The European Medicines Agency concluded that the incidence and seriousness of liver injury with oral ketoconazole were higher than with other antifungals. In light of the increased rate of liver injury and the availability of alternative anti-fungal treatments, the European Medicines Agency concluded that the benefits did not outweigh the risks and recommended suspending oral ketoconazole throughout the European Union. Topical formulations of ketoconazole (such as creams, gels, shampoos and topical solutions) could continue to be used as the amount absorbed throughout the body surface is very low with these formulations.

In Hong Kong, there are currently 21 registered oral pharmaceutical products containing ketoconazole, marketed by 17 manufacturers and wholesalers. They are all prescription-only medicines which can only be sold by pharmacies under the supervision of registered pharmacists upon doctors’ prescription. The products are listed in the Attachment.


Ketoconazole is sold commercially as a tablet for oral administration, and in a variety of formulations, such as creams and shampoos, for topical administration.

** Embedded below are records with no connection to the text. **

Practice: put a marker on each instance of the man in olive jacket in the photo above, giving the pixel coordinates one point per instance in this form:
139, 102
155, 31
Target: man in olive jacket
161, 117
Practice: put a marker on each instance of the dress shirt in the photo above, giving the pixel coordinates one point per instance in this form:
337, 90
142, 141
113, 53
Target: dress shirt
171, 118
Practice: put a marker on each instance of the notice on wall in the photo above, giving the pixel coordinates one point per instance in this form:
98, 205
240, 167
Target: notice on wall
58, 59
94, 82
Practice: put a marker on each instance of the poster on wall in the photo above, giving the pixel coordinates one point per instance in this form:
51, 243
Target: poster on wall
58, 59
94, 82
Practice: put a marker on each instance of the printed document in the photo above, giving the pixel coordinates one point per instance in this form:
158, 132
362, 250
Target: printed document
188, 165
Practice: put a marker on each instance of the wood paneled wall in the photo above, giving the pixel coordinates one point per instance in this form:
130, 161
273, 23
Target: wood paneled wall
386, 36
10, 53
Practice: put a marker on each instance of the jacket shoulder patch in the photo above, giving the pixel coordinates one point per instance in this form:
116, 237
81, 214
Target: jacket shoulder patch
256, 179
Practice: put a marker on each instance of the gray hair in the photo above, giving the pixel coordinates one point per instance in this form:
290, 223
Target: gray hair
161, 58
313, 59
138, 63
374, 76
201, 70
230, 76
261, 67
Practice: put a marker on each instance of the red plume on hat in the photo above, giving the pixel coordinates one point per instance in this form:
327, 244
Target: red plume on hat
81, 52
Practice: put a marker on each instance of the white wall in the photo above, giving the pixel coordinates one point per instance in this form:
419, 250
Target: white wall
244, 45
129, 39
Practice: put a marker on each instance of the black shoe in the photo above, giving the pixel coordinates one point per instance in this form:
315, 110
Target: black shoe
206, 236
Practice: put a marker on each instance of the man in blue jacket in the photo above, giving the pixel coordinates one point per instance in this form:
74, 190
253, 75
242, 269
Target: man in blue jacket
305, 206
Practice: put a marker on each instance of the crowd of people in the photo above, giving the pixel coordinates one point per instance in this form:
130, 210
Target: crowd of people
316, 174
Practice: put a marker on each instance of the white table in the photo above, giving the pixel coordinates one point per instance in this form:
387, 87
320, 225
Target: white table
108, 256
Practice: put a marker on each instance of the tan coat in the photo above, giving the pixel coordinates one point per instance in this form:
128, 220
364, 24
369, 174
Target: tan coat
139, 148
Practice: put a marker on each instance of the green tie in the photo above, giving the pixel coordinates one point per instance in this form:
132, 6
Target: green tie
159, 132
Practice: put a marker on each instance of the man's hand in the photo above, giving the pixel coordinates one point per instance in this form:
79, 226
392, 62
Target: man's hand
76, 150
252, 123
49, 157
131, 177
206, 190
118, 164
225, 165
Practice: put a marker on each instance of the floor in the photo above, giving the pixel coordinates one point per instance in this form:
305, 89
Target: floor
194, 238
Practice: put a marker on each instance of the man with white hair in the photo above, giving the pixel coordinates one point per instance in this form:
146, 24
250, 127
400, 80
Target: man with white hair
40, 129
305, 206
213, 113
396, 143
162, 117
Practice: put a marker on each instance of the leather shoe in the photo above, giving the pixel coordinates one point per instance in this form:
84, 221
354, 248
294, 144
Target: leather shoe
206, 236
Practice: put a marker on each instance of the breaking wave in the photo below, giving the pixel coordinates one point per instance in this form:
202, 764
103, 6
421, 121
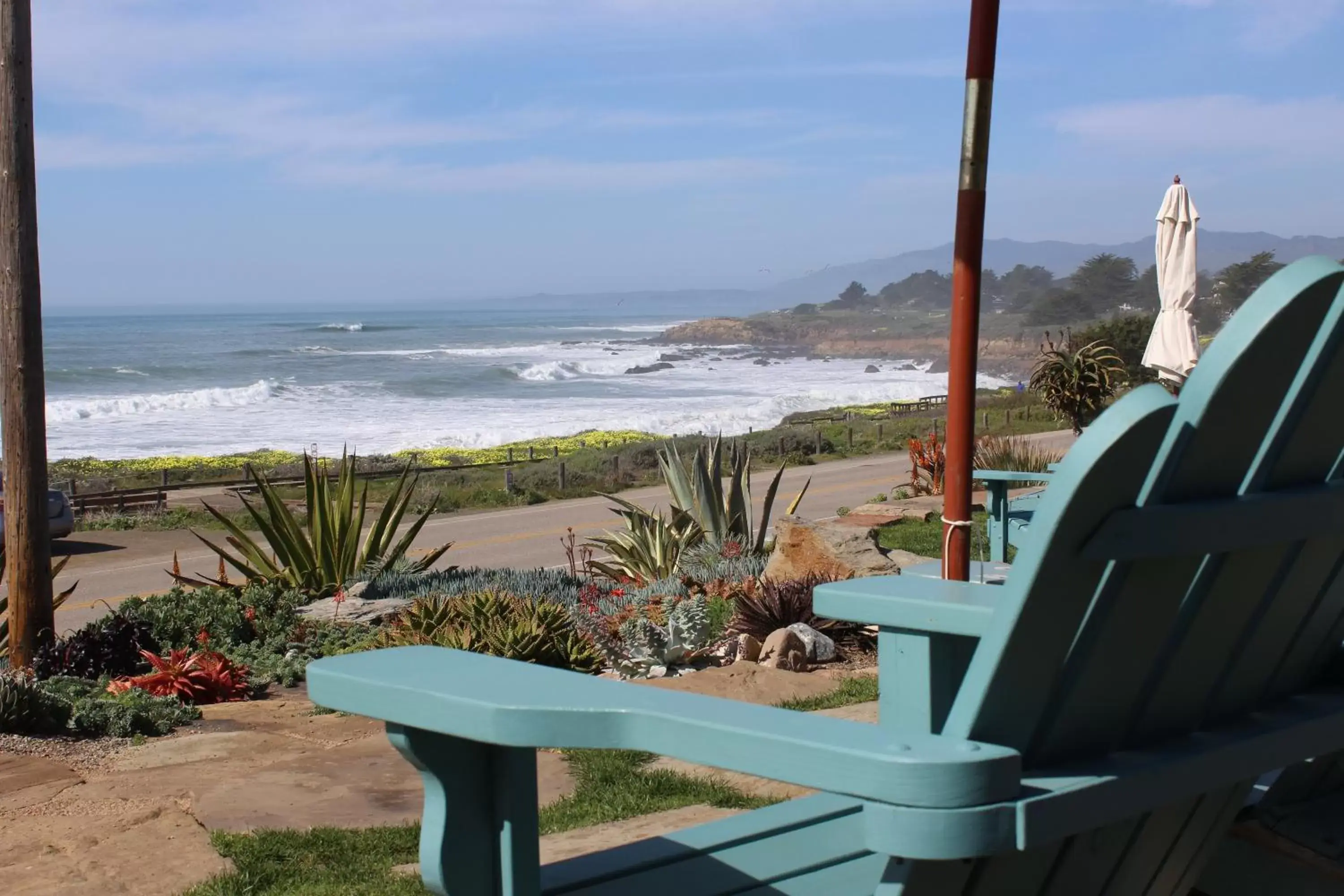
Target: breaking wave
69, 410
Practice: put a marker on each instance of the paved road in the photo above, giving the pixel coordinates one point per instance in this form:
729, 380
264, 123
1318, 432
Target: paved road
113, 564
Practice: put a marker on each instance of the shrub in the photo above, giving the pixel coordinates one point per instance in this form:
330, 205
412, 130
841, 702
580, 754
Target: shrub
107, 646
90, 711
26, 707
777, 605
928, 465
707, 563
193, 677
496, 624
1007, 453
229, 616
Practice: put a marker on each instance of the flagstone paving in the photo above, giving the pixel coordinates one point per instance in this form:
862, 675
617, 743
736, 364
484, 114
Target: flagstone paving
139, 821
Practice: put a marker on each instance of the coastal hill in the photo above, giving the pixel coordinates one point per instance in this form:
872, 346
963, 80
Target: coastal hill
1217, 250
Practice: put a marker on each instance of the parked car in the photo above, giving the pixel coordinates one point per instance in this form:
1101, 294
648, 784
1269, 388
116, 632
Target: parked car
61, 516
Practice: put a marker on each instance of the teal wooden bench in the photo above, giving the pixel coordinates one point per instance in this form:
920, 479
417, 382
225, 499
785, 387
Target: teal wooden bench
1008, 517
1093, 726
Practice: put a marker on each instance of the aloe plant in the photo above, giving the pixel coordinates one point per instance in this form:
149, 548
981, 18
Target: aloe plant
4, 601
323, 554
1076, 381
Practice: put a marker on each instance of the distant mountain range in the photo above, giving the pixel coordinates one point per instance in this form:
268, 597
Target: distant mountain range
1217, 250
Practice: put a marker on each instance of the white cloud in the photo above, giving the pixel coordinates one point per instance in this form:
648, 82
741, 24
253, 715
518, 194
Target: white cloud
1214, 124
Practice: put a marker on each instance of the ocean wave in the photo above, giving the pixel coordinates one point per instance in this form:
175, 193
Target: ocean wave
551, 371
627, 328
85, 409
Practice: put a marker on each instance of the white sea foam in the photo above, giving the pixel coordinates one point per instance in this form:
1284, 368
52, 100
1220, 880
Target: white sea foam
69, 410
401, 402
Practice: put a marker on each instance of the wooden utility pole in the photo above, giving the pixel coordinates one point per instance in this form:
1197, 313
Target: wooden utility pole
22, 389
965, 289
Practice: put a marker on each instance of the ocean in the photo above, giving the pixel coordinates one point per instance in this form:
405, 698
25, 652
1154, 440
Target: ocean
142, 386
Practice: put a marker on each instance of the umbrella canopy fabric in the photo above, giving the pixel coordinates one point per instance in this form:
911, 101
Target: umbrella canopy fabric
1174, 347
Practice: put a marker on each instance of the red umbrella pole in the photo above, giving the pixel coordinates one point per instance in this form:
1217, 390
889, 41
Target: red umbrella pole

According to local clinical experts in infectious diseases, dermatology and oncology, the use of oral ketoconazole in clinical practice has almost been completely replaced by alternative anti-fungal agents. The DH will issue letters to health-care professionals to inform them of the Registration Committee’s decision to deregister oral pharmaceutical products containing ketoconazole, and to advise them to arrange suitable alternative treatments for their patients.

“When the Registration Committee’s decision takes effect on July 1, 2014, all drug manufacturers, wholesalers, retailers and health-care professionals must stop selling or supplying oral pharmaceutical products containing ketoconazole. Drug manufacturers and wholesalers are also required to recall all products concerned from the market by June 30, 2014. The DH will take enforcement action against any illegal possession or sale of such products afterwards,” a DH spokesman said.

Under the Pharmacy and Poisons Ordinance (Cap 138), illegal sale or possession for the purpose of sale of unregistered pharmaceutical products are both criminal offences. The maximum penalty for each offence is a fine of $100,000 and two years’ imprisonment.

“Doctors and pharmacies should stop prescribing or dispensing oral ketoconazole products. Patients taking oral ketoconazole products are advised to consult their health-care professionals to review their treatment plans as soon as possible,” the spokesman advised.